I started the day off with a pheasant tail nymph and was rewarded with 4 little brown trouts. Another guy landed 2 and then we moved on down the canyon a half mile or so. Everyone found a place to fish but me. I looked at trail after trail going down to the water and wasn't happy with any of them. I finally found a spot I liked and tied on a Water Cricket I got in a swap last fall. I beleive it was tyed by REE. I waded out a little less than knee deep and started casting. I landed one little brown and a few minutes later had another on.
My new friend Jeff walked up and sat on the bank to watch and talk. Meanwhile my upper legs started to get cold, a large stick came floating by, and the water starting changing from clear to brown. Now I'm not the sharpest hook in the fly box, but it didn't take long to figure out either my legs were shrinking or the water was rising. By the time I got out it had risen close to 2 feet. Jeff and I made it back to the road and it wasn't long before the other two guys came along sniveling about the conditions of the H2O and the adverse affect it was having on the fishing.

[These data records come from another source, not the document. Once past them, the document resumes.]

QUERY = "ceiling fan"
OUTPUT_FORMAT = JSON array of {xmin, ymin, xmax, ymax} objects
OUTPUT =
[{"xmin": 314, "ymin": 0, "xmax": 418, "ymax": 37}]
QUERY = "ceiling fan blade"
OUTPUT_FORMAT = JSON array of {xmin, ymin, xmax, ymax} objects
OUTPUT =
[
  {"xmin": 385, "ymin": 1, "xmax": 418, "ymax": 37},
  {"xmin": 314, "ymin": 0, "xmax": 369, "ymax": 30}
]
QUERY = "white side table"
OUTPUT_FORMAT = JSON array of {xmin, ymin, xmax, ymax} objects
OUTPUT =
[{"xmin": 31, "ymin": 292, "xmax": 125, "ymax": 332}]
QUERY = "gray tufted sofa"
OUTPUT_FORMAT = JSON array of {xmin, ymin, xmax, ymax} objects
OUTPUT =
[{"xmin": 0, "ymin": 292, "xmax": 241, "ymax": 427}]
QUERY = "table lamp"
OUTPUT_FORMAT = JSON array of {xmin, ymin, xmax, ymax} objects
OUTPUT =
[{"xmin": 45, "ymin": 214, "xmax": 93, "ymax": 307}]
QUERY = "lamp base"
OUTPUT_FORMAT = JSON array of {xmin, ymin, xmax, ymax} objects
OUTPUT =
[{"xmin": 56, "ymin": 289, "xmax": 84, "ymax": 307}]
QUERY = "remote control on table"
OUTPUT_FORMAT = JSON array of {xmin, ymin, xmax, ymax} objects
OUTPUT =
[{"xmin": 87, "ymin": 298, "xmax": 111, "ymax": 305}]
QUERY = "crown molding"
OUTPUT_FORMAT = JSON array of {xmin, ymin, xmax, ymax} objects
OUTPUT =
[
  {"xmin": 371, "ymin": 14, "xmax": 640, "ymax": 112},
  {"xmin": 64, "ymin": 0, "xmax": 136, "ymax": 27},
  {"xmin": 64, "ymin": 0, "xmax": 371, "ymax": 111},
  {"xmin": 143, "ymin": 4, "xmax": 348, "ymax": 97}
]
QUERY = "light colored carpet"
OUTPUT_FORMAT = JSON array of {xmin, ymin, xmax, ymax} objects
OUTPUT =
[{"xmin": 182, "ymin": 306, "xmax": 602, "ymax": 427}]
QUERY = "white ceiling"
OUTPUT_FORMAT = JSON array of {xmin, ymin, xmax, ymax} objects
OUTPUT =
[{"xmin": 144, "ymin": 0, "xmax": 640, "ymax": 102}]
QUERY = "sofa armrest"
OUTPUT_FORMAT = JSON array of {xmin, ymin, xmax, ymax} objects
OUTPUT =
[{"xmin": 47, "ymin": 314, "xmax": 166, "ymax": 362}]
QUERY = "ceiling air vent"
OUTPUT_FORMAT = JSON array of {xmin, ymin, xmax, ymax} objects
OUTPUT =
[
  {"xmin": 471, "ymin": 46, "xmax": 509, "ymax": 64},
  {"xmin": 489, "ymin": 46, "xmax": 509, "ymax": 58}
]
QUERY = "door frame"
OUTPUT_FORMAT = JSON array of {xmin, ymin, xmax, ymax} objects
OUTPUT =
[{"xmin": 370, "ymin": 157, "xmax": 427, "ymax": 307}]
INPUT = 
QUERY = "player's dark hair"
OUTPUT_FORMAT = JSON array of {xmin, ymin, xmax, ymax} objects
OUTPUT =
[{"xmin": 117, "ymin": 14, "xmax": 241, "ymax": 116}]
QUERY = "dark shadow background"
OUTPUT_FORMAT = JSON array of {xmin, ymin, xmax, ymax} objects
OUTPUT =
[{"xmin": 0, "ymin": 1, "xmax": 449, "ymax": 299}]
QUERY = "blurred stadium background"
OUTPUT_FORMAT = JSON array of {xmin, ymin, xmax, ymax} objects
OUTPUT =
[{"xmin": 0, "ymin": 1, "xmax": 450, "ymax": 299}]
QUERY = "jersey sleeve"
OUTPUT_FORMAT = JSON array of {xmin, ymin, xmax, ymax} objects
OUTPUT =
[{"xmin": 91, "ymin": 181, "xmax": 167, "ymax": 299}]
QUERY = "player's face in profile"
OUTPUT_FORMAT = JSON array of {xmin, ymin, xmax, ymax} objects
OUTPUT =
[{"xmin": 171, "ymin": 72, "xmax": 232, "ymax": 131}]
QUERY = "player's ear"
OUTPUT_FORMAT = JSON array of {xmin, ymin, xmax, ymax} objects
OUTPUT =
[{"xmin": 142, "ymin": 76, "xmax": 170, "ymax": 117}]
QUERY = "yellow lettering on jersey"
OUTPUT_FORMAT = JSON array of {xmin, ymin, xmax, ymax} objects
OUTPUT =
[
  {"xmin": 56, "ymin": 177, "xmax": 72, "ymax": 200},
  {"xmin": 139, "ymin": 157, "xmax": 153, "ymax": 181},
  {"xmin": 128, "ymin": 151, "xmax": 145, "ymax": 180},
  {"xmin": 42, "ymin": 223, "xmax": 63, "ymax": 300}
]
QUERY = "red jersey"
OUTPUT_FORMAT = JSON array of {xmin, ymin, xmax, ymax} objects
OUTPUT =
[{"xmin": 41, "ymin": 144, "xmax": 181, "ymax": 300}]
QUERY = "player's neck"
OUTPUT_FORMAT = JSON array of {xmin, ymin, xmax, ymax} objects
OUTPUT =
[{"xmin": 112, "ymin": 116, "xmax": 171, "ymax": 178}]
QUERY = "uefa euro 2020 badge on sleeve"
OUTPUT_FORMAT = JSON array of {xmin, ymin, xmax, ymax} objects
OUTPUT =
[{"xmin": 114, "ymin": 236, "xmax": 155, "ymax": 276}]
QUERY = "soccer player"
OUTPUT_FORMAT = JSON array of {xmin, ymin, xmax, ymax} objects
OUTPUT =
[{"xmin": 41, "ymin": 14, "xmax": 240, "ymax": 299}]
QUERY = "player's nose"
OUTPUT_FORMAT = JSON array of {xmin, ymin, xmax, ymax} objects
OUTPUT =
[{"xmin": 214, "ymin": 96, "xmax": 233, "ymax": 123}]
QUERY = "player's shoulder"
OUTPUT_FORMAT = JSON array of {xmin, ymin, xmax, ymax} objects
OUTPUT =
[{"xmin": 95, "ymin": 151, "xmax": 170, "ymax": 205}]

Needless to say we picked up and left. We drove down to the C&R wild trout area below the reservoir and started over. The flow was up and the water was kinda murkey but we spent several hours walking the river and fishing various holes, riffles and pockets. It sprinkled a little rain and the wind started blowing like crazy. Very few fish were caught in that time by the four of us. I didn't catch any but did have a few heart jolting tugs. We decided to call it a day at about 3 PM.
The coolest thing about today, I realised on the drive home, was that although I did get snagged on reeds, grass and bushes and landed a half dozen trouts, not one knot slipped, not one fly was lost, not one line broke.
I don't know if I'm getting better, or if the Fly Fishing gods took pity on me because of the rising water incident, but it was the first time in my memory that that has happened. WOO HOO.